I’m yet to understand the token usage by Assistant API . Here is my statistics,
- Added a File that contains 3600 Words
- I have a Bot instruction which have 17 Words
- Run time instructions have 69 Words.
- Asked question consist of 8 words.
This is approximately 3694 words in total, which is approximately 5346 tokens.
With first reply, the token usage is showing 6159 tokens, with input token alone 6052.
My question is, even if the Entire content is added as context it will be less than 6000, now how can it be 6052 input tokens? Can somebody shed some lights on this?
Token usage is given in screenshot:
That seems quite unlikely. Token usage is going to be higher than words.
Paste your text: https://tiktokenizer.vercel.app/
I had added the full document and instructions and its coming 5346 Tokens (Even my input token is greater than this. ). But This is full text of the attached files. Is it suppose to use chunks of matched context from the vector search? Or each time will it input the full content?
based on the results, i had modified the title and thread values in my first post.
Here is the screenshot.
The documentation answers that the Assistants agent framework pays no mind to your budget…

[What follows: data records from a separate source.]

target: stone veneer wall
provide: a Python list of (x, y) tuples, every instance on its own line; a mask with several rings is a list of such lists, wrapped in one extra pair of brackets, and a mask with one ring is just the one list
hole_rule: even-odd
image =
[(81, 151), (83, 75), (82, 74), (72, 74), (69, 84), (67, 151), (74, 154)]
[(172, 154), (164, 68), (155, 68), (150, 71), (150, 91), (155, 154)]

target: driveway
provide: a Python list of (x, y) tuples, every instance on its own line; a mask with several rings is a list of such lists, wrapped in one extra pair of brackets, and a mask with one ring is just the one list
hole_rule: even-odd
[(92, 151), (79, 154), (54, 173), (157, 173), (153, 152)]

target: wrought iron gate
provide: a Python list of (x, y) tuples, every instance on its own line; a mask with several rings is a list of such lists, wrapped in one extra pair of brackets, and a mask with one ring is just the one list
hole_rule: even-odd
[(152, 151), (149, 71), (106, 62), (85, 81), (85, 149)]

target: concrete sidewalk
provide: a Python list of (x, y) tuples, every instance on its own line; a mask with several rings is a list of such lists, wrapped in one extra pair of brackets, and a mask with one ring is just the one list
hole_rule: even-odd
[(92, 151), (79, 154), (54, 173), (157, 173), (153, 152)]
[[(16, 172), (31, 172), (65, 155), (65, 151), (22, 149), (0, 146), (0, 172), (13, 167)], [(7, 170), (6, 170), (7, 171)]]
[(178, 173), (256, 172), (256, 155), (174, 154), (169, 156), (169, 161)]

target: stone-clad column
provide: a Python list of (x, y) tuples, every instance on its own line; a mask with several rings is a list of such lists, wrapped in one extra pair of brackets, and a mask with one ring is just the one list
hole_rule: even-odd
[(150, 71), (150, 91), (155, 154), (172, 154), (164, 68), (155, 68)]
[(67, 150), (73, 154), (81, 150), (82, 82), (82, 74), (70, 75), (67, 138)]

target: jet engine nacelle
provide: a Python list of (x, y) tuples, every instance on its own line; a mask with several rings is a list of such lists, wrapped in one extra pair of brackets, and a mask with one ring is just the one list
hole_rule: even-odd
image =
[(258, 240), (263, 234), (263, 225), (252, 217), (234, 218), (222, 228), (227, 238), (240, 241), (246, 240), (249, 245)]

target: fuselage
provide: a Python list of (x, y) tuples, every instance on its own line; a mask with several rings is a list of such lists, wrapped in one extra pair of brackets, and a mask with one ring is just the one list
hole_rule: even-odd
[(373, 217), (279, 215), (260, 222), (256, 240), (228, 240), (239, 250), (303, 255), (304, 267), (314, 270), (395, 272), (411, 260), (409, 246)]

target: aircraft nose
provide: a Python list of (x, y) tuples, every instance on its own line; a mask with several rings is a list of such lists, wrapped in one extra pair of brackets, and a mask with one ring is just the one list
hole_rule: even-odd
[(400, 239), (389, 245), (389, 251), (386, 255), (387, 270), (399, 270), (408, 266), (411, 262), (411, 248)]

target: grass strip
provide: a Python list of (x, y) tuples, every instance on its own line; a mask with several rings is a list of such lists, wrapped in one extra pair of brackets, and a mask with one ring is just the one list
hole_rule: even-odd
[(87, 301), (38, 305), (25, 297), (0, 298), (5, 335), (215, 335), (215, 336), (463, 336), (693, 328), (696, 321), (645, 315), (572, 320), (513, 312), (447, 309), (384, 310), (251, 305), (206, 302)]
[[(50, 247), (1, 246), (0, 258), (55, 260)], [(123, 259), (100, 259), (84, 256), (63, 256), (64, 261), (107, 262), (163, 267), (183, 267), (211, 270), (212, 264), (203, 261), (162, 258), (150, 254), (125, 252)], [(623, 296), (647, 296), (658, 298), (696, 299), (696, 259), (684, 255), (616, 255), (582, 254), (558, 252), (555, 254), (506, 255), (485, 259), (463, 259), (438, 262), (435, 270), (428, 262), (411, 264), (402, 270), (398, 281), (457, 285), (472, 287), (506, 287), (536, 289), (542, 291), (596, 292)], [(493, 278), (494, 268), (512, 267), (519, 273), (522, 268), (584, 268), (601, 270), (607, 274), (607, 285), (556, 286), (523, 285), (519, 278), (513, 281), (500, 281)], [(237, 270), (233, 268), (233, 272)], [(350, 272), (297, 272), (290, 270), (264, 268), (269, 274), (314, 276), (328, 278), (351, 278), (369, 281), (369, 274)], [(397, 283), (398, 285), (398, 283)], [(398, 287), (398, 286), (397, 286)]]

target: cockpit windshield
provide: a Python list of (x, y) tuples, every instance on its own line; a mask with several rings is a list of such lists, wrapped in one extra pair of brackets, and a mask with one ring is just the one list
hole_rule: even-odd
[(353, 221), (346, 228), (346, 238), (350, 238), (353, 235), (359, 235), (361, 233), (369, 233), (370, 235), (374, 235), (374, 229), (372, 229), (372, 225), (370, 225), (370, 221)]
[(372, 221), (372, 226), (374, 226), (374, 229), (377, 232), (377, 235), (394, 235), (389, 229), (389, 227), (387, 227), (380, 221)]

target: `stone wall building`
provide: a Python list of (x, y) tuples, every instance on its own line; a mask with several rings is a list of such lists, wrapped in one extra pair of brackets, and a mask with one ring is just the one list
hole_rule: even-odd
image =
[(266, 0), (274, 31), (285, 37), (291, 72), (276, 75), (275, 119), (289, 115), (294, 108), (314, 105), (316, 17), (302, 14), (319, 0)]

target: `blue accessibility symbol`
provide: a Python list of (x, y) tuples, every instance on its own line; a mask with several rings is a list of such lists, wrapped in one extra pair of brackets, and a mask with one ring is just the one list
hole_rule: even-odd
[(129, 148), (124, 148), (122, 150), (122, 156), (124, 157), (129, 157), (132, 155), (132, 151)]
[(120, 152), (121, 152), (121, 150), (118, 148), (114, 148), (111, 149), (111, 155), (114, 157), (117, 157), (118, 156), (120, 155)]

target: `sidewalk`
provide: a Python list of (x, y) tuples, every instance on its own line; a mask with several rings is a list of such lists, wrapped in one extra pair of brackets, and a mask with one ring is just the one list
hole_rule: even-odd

Retrieval currently optimizes for quality by adding all relevant content to the context of model calls. We plan to introduce other retrieval strategies to enable developers to choose a different tradeoff between retrieval quality and model usage cost.
“All relevant content” = all that will fit in the model’s context length.
The assistant and its internal functions for retrieval and other tools has its own language that also consumes tokens.
But the thing is that, even using this much input context, quality of output is not that great. I had tested the same document against other startup products. They provides accurate answers. eg: I have a table with distance mentioned for 2 location. Table contains 10 rows with From and TO and distance for that. Assistant gave me wrong answer, but 2 other Raag As a service provided exactly same answer as in table. I thing we need to wait to get this matured. worried to put into production.
A little Update, with new update for GPT3.5 Turbo 0125, the input token usage has been significantly reduced.